Un autre changement qui ressort des recommandations est la fin de la pratique voulant que des étudiants bénévoles de deuxième année, qui agissent à titre de mentors lors de la semaine d’accueil, portent de faux noms. Ceux-ci « ont souvent une forte connotation sexuelle », précise Mme Orchard, qui s’intéresse aux violences fondées sur le genre. « Ça peut sembler banal, mais le changement ne peut pas nuire », poursuit-elle en expliquant que les mentors font office de leaders durant cette semaine importante. Cette année, les organisateurs de la semaine d’accueil ont prévu des tentes offrant du soutien en santé mentale, une formation rémunérée de deux semaines pour les mentors en chef, la présence d’ambassadeurs de la sécurité et de mentors dans les résidences ainsi qu’un service d’aide en matière de VSFG offert 24 heures sur 24.

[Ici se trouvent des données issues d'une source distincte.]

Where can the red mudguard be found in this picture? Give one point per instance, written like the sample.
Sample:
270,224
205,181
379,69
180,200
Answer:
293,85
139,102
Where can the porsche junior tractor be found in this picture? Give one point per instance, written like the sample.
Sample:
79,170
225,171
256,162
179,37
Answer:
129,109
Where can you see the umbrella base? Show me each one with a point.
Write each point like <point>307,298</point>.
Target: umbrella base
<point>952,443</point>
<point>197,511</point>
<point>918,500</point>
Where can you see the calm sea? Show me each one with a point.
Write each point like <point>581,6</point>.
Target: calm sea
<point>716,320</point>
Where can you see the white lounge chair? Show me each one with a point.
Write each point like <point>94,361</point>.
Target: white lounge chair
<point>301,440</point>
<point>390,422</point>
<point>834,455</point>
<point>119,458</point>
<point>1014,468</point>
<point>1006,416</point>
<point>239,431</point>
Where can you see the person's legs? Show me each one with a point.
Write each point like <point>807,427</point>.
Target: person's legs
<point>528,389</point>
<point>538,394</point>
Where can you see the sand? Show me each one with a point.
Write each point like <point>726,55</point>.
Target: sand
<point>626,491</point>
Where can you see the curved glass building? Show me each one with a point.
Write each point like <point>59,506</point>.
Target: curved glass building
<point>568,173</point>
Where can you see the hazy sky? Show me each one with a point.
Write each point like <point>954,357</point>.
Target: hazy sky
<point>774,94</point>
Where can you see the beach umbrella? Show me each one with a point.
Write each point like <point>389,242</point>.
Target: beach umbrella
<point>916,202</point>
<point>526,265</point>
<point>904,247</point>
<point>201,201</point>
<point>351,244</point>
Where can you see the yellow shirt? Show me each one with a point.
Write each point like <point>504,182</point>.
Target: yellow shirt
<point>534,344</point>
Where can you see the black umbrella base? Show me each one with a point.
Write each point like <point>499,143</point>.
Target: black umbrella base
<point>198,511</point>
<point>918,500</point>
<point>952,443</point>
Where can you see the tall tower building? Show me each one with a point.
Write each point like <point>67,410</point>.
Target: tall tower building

Composer avec les clubs d’étudiants

Mme Orchard, qui a étudié la sécurité sur les campus, mentionne qu’elle s’étend bien au-delà des considérations physiques, comme la distance entre les salles de cours ou l’éclairage des bâtiments. « Il faut aussi tenir compte de la sécurité émotionnelle », ajoute celle qui a constaté dans une étude que seul un étudiant interrogé sur 30 se sentait en sécurité sur le campus de l’Université.

Une problématique soulevée par Mme Orchard, et corroborée par les rapports produits par l’Université, concerne en outre le rôle des clubs d’étudiants dans la lutte contre les violences sexuelles et fondées sur le genre. « Les foyers étudiants sont largement reconnus comme étant des espaces dangereux, et pas seulement à l’Université Western », affirme Mme Orchard, en poursuivant qu’ils se sont forgé une mauvaise réputation, impliquant notamment des comportements abusifs, comme l’administration forcée de drogues, souvent par l’entremise de breuvages alcoolisés, dans le but de commettre des viols. Même si les clubs d’étudiants de type Greek Life ne sont pas officiellement associés à l’Université, Mme Orchard soutient que « curieusement, ils sont tenus en haute estime ».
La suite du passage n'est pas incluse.